Par contre, j’ai assisté à la finale de la Coupe d’Afrique des Nations en 1990 à Alger et celle de 2010 en Angola, à Luanda sur invitation personnelle de mon ami Issa Hayatou, alors vice-président de l’UCSA. J’ai également assisté à la finale de la Coupe du monde de football à Rio de Janeiro en 2014 sur une invitation de Blatter. Par ailleurs, il faut savoir que j’ai été sollicité aussi par des ministres de la Jeunesse et des Sports afin d’intervenir pour le règlement de certains dossiers, notamment avec les instances internationales.
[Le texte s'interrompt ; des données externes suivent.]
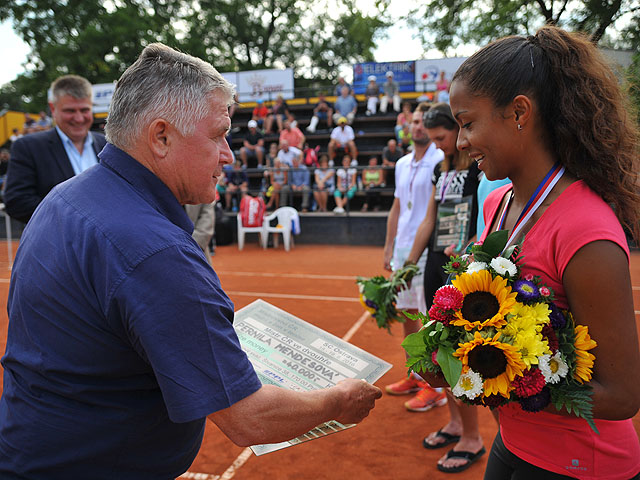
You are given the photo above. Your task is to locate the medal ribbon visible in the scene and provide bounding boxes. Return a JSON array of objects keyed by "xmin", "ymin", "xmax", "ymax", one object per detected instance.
[{"xmin": 498, "ymin": 162, "xmax": 565, "ymax": 250}]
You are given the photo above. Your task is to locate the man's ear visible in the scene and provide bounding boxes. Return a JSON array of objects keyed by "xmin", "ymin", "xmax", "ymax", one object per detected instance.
[
  {"xmin": 511, "ymin": 95, "xmax": 533, "ymax": 128},
  {"xmin": 147, "ymin": 118, "xmax": 176, "ymax": 158}
]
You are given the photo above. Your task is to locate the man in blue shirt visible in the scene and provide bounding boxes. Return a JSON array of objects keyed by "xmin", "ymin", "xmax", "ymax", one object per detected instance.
[{"xmin": 0, "ymin": 44, "xmax": 380, "ymax": 479}]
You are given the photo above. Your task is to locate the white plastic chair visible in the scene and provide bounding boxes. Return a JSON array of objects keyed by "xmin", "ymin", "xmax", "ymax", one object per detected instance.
[
  {"xmin": 262, "ymin": 207, "xmax": 300, "ymax": 252},
  {"xmin": 237, "ymin": 213, "xmax": 269, "ymax": 250}
]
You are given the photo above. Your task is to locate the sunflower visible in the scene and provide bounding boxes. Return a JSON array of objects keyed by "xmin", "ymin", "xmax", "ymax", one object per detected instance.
[
  {"xmin": 452, "ymin": 270, "xmax": 516, "ymax": 331},
  {"xmin": 453, "ymin": 332, "xmax": 526, "ymax": 398},
  {"xmin": 573, "ymin": 325, "xmax": 598, "ymax": 383}
]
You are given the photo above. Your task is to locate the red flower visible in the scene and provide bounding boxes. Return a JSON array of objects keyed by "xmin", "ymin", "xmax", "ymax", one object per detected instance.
[
  {"xmin": 433, "ymin": 285, "xmax": 464, "ymax": 311},
  {"xmin": 511, "ymin": 368, "xmax": 546, "ymax": 398}
]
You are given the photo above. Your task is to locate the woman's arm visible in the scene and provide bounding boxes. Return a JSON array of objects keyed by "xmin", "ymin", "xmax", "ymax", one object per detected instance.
[
  {"xmin": 562, "ymin": 240, "xmax": 640, "ymax": 420},
  {"xmin": 407, "ymin": 188, "xmax": 438, "ymax": 263}
]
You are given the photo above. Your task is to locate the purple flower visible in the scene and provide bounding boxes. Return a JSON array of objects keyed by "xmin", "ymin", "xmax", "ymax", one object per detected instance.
[
  {"xmin": 549, "ymin": 303, "xmax": 567, "ymax": 330},
  {"xmin": 513, "ymin": 279, "xmax": 540, "ymax": 302},
  {"xmin": 520, "ymin": 387, "xmax": 551, "ymax": 412}
]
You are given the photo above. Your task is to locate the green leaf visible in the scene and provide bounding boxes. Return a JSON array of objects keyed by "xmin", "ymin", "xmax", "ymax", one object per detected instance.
[{"xmin": 436, "ymin": 346, "xmax": 462, "ymax": 387}]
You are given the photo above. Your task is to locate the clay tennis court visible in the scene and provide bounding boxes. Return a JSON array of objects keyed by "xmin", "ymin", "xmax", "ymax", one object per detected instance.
[{"xmin": 0, "ymin": 242, "xmax": 640, "ymax": 480}]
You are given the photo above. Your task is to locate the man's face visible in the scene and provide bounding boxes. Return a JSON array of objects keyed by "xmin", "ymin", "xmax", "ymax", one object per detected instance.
[
  {"xmin": 168, "ymin": 92, "xmax": 233, "ymax": 205},
  {"xmin": 49, "ymin": 95, "xmax": 93, "ymax": 143}
]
J’ai été amené à intervenir à l’occasion des Jeux olympiques pour des problèmes techniques et aussi pour notre presse qui sollicitait des entretiens avec des responsables. Ma disponibilité a toujours été permanente. En conclusion, je voudrais tout simplement en profiter pour dire à notre jeunesse que si l’objectif est d’accéder et d’intégrer ces instances continentales et internationales, il y a lieu de s’imposer par son travail et le sérieux.

De plus, il ne faut jamais viser directement le sommet mais passer par les étapes successives. Je ne terminerai pas sans mentionner que notre pays possède un potentiel humain important et une jeunesse sportive qui doit être repérée pour être prise en charge. J’ajouterai qu’elle est capable de donner d’excellents résultats. J’ai visité personnellement des régions dans le Sud et je peux dire qu’il faudrait seulement la repérer et la prendre en charge.

Je faillirai si je ne mentionnais pas la nécessité de disposer d’une politique sportive qui fixerait les buts à atteindre et les moyens nécessaires pour y parvenir. Nous disposons de certaines disciplines dites porteuses et capables de donner les meilleurs résultats.

Elles sont connues et pas nombreuses. Elles ont donné des résultats. A mon avis, elles devraient disposer d’une attention particulière et être dotées des moyens nécessaires. Je reste néanmoins très optimiste et confiant en ces jeunes qui ont beaucoup à donner.

  • Les enfants de Larfaoui ont-ils pratiqué le sport ?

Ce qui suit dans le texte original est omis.